VortexDNA's own contribution to the field of epigenetics has been the discovery that people's beliefs have the same vortex/helix structure as their physical DNA. When this structure is mapped through a short survey, it provides an 'intention genome': a 'DNA' of their beliefs.
The company claims the genome, when embedded in a browser through the mywebDNA Firefox extension, can help people to organise the Web around who they are.
"This includes better search results, meeting people like you, letting people find you on your favourite sites, and much more -- without ever compromising your privacy," says Nick Gerritsen, another director of the company.
While genetic testing can offer significant benefits, there are also some serious potential repercussions when the results seem inevitable. People have committed suicide because their physical DNA tests show a gene associated with a particular disease.
"Genetic testing can be bad for your health," comments Kenton-Dau, "because many people still believe that their physical DNA completely determines who they are. The test results make them feel a victim of circumstances beyond their control, which is a shame because the science shows that quite the opposite is true: we have a substantial amount of power over the direction of our lives."

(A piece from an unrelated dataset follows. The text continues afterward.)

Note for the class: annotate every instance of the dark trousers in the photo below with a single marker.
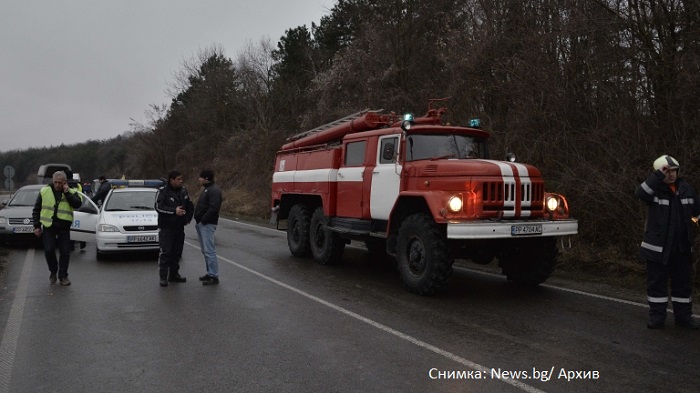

Backed by growing research from the field of epigenetics, the VortexDNA team contend that environmental influences, including nutrition, stress levels and mental state, say as much about who we are as our physical DNA does. "That's an exciting development," says Gerritsen. "It means that we are much more in control of our destinies than the old science suggests."
VortexDNA validated their research against Google Search™ results. "We were able to demonstrate a 14% prediction rate between links with low relevance and those with high relevance for individual genomes," says Gerritsen.
"Browsing with your DNA embedded in your browser with the mywebDNA extension is the first step towards letting the Web, and your life, organise around who you are. Your DNA should not leave you feeling a victim of events that took place before you were born; it should be about what you are choosing to make of your life today."